November 14, 2008
Weeks of above average rainfall have caused flooding in the main corn and cotton producing regions of Uganda, Musa Ecweru, the minister in charge of disaster preparedness said Thursday (November 13, 2008).
The floods have mainly affected districts around the shores of Lake Kyoga as well as low-lying regions in eastern and northern Uganda, he said.
He said that it is a repeat of what happened last year, and 3 districts have already been cut off by the floods.
Eastern Uganda produces nearly half of the country's corn as well as a bulk of the country's cotton.
The above normal rains since early October are blamed on changing weather patterns.
According to Ecweru, disaster preparedness committees have been established in every sub county to help and people living in mountainous regions have been warned to vacate slopes as precaution against landslides.
Last year, flooding in the region destroyed thousands of hectares of estate crops. Uganda's 2007-08 cotton output plunged to 65,000 185-kilogramme bales from 135,000 bales the previous season as a result.

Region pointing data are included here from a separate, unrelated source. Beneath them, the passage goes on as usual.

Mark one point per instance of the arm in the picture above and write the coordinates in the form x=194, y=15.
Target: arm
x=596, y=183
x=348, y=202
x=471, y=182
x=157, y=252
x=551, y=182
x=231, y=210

Cotton farmers are now picking the 2008-09 (October-September) main crops.
Industry officials say the heavy flooding is likely to hurt 2008-09 cotton output. However, the state-run Cotton Development Organization is still assessing the impact of the weather on the main crop. It earlier projected 2008-09 cotton crops of 150,000 bales.
Uganda is Africa's second leading organic cotton producer after Tanzania.
According to Uganda Coffee Development Authority, coffee in the region has not yet been affected by floods because it's cultivated on higher altitudes. However, the ongoing rains have hampered the 2008-09 (October-September) main harvest slashing October arabica coffee exports by 30 percent on year.